A human postmortem of the 1996 AOL outage

ngrok.com

62 points by EndEntire 3 days ago


jyounker - 9 minutes ago

It's first paragraph leaves me disappointed. It's 1996. Worries over a tech bubble are a few years away. And there are no tensions with Russia really, because Americans didn't give a damn about the first Chechen war.

dobermanz - 9 hours ago

Its 1996 - AOHell is loading, Aphex Twin blasts over 28.8, cordless phones hidden, a pizza is on the way…

nikau - 2 hours ago

In a touch of irony this blog is throwing some null error

knuckleheads - 9 hours ago

Something that I have started doing lately is asking ChatGPT et al to check usenet for reactions from users about events (if it is the right 80's/90's time period). Sure enough, aol.sucks on usenet had some choice words about the outage:

>What does Cisco stand for?? Case's Internet System Crapped Out. That's right, Steve Case and his AOL pig fell victim to some mickey mouse networking equipment. Unfortunatly for AOL, they were the first ISP to feel real pain from using equipment made by Cisco Systems.

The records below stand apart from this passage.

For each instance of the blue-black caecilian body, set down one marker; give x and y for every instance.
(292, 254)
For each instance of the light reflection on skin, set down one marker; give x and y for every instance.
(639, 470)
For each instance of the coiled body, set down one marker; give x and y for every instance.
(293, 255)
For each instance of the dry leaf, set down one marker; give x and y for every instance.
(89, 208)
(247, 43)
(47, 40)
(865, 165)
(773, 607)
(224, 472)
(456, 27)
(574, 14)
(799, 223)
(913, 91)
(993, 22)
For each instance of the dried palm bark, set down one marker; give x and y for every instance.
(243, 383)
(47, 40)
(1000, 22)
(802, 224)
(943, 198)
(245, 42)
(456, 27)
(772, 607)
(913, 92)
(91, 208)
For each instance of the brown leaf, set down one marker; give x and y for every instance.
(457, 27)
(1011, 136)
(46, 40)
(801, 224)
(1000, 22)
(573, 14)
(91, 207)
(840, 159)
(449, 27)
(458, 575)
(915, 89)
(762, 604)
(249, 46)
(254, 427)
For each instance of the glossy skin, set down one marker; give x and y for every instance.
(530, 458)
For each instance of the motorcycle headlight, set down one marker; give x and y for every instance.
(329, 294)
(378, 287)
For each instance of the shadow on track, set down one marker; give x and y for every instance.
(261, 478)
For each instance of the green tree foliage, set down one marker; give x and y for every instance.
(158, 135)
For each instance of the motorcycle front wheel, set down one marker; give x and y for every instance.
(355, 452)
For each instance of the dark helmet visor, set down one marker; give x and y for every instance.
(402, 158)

https://groups.google.com/g/alt.aol-sucks/c/iqjd7crtPs4 https://groups.google.com/g/alt.aol-sucks/c/K75nltM31Bw https://groups.google.com/g/alt.aol-sucks/c/vVup-HvlPWM

Here's a reporter asking for comments and getting laughed at and trolled: https://groups.google.com/g/alt.aol-sucks/c/mStonlu_H8E

Some more serious reactions over on comp.risks: https://catless.ncl.ac.uk/Risks/18/30#subj2 https://catless.ncl.ac.uk/Risks/18/31#subj3 https://catless.ncl.ac.uk/Risks/18/41#subj3

>Yesterday morning, I got a call because their mail system was backing up heavily. It took a while to discover the cause, but it turned out to be AOL. Because AOL's incoming mail from the Internet runs on relatively slow systems, and because they receive hundreds of thousands of Internet messages a day, they have 30 systems to receive incoming mail, all pointed at from the AOL.COM name. That means that any mail system trying to send mail to AOL would have to individually try all 30 addresses before giving up. Translate that to a 60 second (typical) wait for a connection timeout, and you've got a 30 minute time-in-queue for an AOL message.

nanog on seclists was an interesting read too https://seclists.org/nanog/1996/Aug/51

Flamewar over sendmail not handling outage well > Remember the AOL outage? One host built up a backlog of 2000 messages for AOL---but, because it was running qmail, it didn't even slow down. Meanwhile, sendmail users were choking on much smaller queues. https://groups.google.com/g/comp.mail.sendmail/c/TeNdv2laT94

ThrowawayTestr - 2 hours ago

The bit about Steve Schalchlin really affected me. The idea that someone's whole life could have been different, or much shorter, if they hadn't seen a piece of info at the right time. Gives me chills.

Ozzie-D - 6 hours ago

[flagged]

draw_down - 8 hours ago

[dead]

stigz - 8 hours ago

> We, ngrok, have sponsored Mac to write this post because we think it’s an underexplored perspective on the topic of reliability.

Uh, okay. Were there any reliability perspectives gained from this 30-year-old postmortem that would help us in the modern age? After reading the article, I feel the answer is "none". Not that I'm complaining I love this era of the internet. But I fail to see any importance here.